Consider the space $\mathbb{R}^2.$ We are given $n$ mutually different points $x_1,..,x_n \in \mathbb R^2.$

We can then introduce expressions

$$f_i(x_1,...,x_n) = n^2 \vert x_i \vert^2 + \sum_{j \neq i } \frac{1}{\vert x_j-x_i \vert^2 }.$$

I would like to know if there exists an explicit constant $c>0$, independent of the points, (as large as possible) such that $$ n^2+ \sum_{i=1}^n f_i(x_1,...,x_n) \ge c n^3.$$

I will do two cases by hand to give you a feeling:

$n=1$: This case is clear, as

$$1+ f_1(x_1) \ge 1 =c1^3$$ with $c=1.$

$n=2$: This case is already more tricky, however

$$4 + f_1(x_1,x_2) + f_2(x_1,x_2) =4+ 4(\vert x_1 \vert^2+\vert x_2 \vert^2) + \frac{2}{\vert x_1-x_2 \vert^2}$$ and thus using the parallelogram identity we find $$ 4 + f_1(x_1,x_2) + f_2(x_1,x_2)=4+ 2 (\vert x_1-x_2 \vert^2 + 1/\vert x_1-x_2 \vert^2) + 2 \vert x_1+x_2 \vert^2.$$

Now, we may use that $t+1/t  \ge 2$ for $t > 0$ to infer that

$$ 4 + f_1(x_1,x_2) + f_2(x_1,x_2)\ge 4+ 4 = 2^3.$$

So somehow one could conjecture that $c=1$ is possible, but I don't know whether this is true in general.


No, this is not true, here is the sketch of a sequence of distributions where your sum asymptotically grows slower than $n^3$. In the following I am using the symbol $\asymp$ for expressions whose ratio is bounded above and below by some positive constants independent of $n$, and similarly $\lesssim$ for inequalities which hold up to a positive constant.
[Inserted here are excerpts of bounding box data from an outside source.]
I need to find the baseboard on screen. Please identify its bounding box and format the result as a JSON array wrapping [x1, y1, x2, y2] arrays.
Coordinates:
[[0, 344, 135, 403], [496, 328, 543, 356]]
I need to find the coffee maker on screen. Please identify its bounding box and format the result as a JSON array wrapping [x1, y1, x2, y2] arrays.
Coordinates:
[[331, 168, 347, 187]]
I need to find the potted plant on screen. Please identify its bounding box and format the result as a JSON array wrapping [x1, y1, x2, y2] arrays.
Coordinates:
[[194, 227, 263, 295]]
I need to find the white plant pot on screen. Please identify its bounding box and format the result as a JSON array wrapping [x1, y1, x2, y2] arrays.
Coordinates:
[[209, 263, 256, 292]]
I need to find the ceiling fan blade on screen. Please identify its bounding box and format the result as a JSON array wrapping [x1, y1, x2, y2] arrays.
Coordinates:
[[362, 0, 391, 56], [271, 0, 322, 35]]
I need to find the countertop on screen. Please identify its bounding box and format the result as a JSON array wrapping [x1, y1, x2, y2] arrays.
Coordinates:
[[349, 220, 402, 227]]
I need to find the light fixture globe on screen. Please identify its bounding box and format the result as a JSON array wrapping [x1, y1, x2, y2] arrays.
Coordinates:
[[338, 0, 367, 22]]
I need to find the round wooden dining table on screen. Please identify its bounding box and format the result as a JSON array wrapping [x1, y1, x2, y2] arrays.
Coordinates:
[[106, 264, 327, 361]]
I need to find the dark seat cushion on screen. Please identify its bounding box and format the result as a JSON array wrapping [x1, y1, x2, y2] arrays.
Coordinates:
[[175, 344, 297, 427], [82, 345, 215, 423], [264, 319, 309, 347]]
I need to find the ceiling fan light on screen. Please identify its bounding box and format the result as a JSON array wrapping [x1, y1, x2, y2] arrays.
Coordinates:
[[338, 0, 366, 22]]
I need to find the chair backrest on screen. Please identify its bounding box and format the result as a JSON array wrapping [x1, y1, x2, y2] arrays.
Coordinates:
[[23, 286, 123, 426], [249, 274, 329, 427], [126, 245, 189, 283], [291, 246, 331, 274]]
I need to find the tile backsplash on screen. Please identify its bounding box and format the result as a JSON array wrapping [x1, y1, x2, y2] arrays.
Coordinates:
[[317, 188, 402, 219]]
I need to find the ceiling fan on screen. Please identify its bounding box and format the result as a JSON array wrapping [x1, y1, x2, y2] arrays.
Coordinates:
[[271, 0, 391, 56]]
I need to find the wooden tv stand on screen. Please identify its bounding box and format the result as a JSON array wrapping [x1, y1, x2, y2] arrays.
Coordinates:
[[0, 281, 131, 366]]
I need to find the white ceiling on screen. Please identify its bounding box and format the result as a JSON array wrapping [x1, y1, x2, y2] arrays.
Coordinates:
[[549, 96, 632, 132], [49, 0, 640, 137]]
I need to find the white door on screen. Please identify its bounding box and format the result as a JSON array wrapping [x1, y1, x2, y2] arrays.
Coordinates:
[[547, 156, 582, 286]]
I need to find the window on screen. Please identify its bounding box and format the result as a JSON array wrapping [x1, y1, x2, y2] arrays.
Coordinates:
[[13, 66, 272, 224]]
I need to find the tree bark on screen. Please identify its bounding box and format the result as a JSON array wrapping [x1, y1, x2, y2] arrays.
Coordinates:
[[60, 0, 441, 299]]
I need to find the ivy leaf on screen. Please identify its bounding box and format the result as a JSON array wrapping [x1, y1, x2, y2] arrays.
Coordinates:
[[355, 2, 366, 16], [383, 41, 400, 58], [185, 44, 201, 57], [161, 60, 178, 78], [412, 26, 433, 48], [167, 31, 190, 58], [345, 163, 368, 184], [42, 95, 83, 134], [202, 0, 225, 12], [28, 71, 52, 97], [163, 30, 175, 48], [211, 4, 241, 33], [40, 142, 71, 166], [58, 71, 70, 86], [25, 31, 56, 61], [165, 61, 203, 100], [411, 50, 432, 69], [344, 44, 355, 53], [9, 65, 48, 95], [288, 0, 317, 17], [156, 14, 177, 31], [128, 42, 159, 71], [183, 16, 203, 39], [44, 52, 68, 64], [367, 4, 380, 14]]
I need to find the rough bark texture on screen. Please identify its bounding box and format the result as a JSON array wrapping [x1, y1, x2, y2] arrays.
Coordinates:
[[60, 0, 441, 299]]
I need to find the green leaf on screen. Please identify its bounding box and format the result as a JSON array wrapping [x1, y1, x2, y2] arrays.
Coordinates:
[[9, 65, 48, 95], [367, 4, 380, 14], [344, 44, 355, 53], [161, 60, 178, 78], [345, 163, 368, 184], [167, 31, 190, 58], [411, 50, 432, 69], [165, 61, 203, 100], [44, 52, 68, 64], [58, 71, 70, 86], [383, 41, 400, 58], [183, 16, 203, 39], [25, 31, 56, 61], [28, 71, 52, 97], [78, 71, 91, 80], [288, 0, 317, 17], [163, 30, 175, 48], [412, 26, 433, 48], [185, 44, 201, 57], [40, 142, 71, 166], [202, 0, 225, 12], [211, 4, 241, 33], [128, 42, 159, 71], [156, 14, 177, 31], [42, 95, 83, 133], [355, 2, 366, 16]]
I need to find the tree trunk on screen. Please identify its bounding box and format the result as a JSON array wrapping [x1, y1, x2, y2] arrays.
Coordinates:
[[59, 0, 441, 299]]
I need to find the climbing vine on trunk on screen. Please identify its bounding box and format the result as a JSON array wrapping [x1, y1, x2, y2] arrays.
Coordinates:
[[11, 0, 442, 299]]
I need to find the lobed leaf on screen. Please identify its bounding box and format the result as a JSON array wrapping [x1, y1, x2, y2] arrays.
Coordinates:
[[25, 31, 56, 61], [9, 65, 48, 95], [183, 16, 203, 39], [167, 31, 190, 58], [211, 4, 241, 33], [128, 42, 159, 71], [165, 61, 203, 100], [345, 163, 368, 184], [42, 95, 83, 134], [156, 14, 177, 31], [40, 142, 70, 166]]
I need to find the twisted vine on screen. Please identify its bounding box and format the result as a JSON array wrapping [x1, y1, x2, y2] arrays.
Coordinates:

Start with the following construction: Let $R>1$ be an integer, and let $x_{k,l} = (k,l)$ be the points with integer coordinates $k,l \in \{-R,\ldots,R\}$. These are $n=(2R+1)^2 \asymp R^2$ points with $$ \sum_{k,l=-R}^R \|x_{k,l}\|^2 = \sum_{k,l=-R}^R (k^2+l^2) \asymp R^4 \asymp n^2. $$ Furthermore, for any fixed $k_0,l_0 \in \{-R,\ldots,R\}$ we have $$ \sum_{{k,l=-R}\atop{(k,l) \ne (k_0,l_0)}}^R \frac{1}{\|x_{k,l} - x_{k_0,l_0}\|^2} \le \sum_{{k,l=-2R}\atop{(k,l) \ne (0,0)}}^{2R} \frac{1}{\|x_{k,l}\|^2} \le \sum_{m=1}^{2R} \,\, \sum_{\max(|k|,|l|)=m} \frac{1}{\|x_{k,l}\|^2}, $$ which is rearranging the sum into sums over boundaries of concentric squares of radius $m$. The number of integer points on such a boundary (i.e., the number of terms of the inner sum, given the radius $m$) is $\asymp m$, and each term in that sum is $\frac{1}{\| x_{k,l} \|^2} \asymp \frac{1}{m^2}$, so we get that the total sum above is $$ \asymp \sum_{m=1}^{2R} \frac{1}{m} \asymp \ln R \asymp \ln n. $$ Summing this up over all lattice points $(k_0,l_0)$, we get that $$ \sum_{{k,l,k_0,l_0=-R}\atop{(k,l) \ne (k_0,l_0)}}^R \frac{1}{\|x_{k,l} - x_{k_0,l_0}\|^2} \lesssim n \ln n. $$ For your functions $f_i$, where $i$ now runs through all pairs $(k,l)$ as above, we then get $$ \sum_{k,l=-R}^R f_{k,l}(x_{-R,-R},\ldots,x_{R,R}) \lesssim n^4 + n \ln n, $$ which obviously is not quite a counterexample yet. However, from the homogeneity of the terms it is immediate that scaling by a factor $\lambda > 0$ leads to $$ \sum_{k,l=-R}^R f_{k,l}(\lambda x_{-R,-R},\ldots,\lambda x_{R,R}) \lesssim \lambda^2 n^4 + \lambda^{-2} n \ln n. $$ A choice of $\lambda = n^{-3/4} (\ln n)^{1/4}$ (so that both terms have the same asymptotic behavior) leads to $$ \sum_{k,l=-R}^R f_{k,l}(\lambda x_{-R,-R},\ldots,\lambda x_{R,R}) \lesssim n^{2.5} \sqrt{\ln n}. $$ Somehow I suspect that this is actually the lower bound for the asymptotic behavior of your sum for general $(x_i)$, but I don't have a proof of that.